From captain of the Navy’s gunnery school, Fisher became Director of Naval Ordnance and Torpedoes in 1886, a department he found in a state of chaos and confusion. Within less than five years he had totally reorganized it, and successfully withdrawn from the Army its remarkably anomalous responsibility for naval guns. This performance was a preview in miniature of his future period as First Sea Lord. Fisher gathered about him a group of ambitious and patriotic officers attracted by his dynamism, self-assurance and extreme style: they were the cream of the Navy’s intellect, soon to be known as members of the ‘Fishpond’. And heaven help any non-member (he called them ‘the syndicate of discontent’) who opposed Fisher’s policies! Fisher inevitably made enemies with every reform but it was not necessary for him to have made as many as he did, or to be so unforgiving. Nonetheless it can fairly be said that when Fisher was appointed First Sea Lord in October I 904, six months after the signature of the Entente Cordiale , the Royal Navy’s course towards decay was reversed.

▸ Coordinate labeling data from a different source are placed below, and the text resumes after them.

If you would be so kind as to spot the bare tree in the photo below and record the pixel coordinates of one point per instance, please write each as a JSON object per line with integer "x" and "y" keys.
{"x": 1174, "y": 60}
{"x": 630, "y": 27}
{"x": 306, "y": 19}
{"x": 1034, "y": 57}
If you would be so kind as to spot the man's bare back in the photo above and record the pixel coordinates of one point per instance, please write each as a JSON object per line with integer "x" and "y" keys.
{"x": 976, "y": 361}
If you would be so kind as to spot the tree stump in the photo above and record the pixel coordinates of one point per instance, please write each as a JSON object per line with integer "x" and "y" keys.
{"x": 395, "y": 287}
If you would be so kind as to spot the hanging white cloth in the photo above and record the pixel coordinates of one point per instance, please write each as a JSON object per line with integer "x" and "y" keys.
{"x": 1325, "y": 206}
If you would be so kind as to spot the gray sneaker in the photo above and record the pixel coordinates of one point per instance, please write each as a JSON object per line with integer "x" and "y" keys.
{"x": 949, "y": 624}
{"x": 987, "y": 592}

Fisher recognized, ahead of many politicians, the deadly danger emerging from across the North Sea. He also knew that the men who would one day have to face it must be of the highest quality. With this in mind he transformed recruitment, manning, and status in the Navy. He introduced schemes to encourage promotion from the lower deck and at the same time abolished fees at naval colleges through which only the well-off had once passed. He introduced a nucleus crews system of reserves, based on French practice, and greatly improved the standing of the once-despised engineer officers.

All this was recognized by his followers in the service to be of inestimable value. Fisher’s matériel reforms were more conspicuous. Ignoring the cries of fury from deprived commanders and far-flung diplomats, Fisher brought home numerous ships, most of which ‘could neither fight nor run away’ (as Fisher expressed it) and were scrapped. Even the Mediterranean Fleet was reduced to a shadow of the great fleet he had commanded from 1899 to 1902. Through influential friends and through his press contacts, Fisher concentrated the nation’s eye on Germany, and Germany alone, as the threat to Britain’s dominance at sea. The people loved it, and the Navy League flourished. By economies as ruthless as his reforms, Fisher reduced the Navy Estimates three years running. The Liberals loved him for that.

Above all else, Fisher gave the nation the dreadnought. This statement requires qualifying for it can also be argued that the all-big-gun ship was inevitably the final stage in the design of the old ship-of-the-line. In the nineteenth century the battleship had passed through numerous developments, from the three-decker wooden walls, little improved from the mid-eighteenth century, to mixed sail and steam propulsion, to the ‘mastless’ ironclad. Guns had developed from smooth-bore 68-pounders firing solid shot, to the 16-inch, rifted, breech-loading guns of the Inflexible .

As defence against the explosive charge of these massive shells, armour-plate had grown in thickness and resistance until (again in the Inflexible ) it was responsible for 27.5 per cent of the ship’s total displacement. By the end of the century, a typical modern first-class battleship was armed with four guns of 12-inch calibre in two turrets fore and aft, and a mixed battery of medium-calibre guns, from 6-inch to 9.2-inch.

By this time there was a growing consciousness of the threat of the torpedo and the mine. Cheap, nippy little torpedo boats, capable of speeds twice that of a battleship, could race in and send to the bottom a man o’war costing a million pounds and taking four years to build. This very real threat led to radical alterations in the design and defences of the battleship and to radical new thinking on tactics. Massive and cumbersome nets were carried and hoisted out like a steel crinoline by battleships at anchor. Battleships bristled with anti-torpedo boat light guns. It was deemed prudent to extend greatly the range at which lines of battleships fought one another.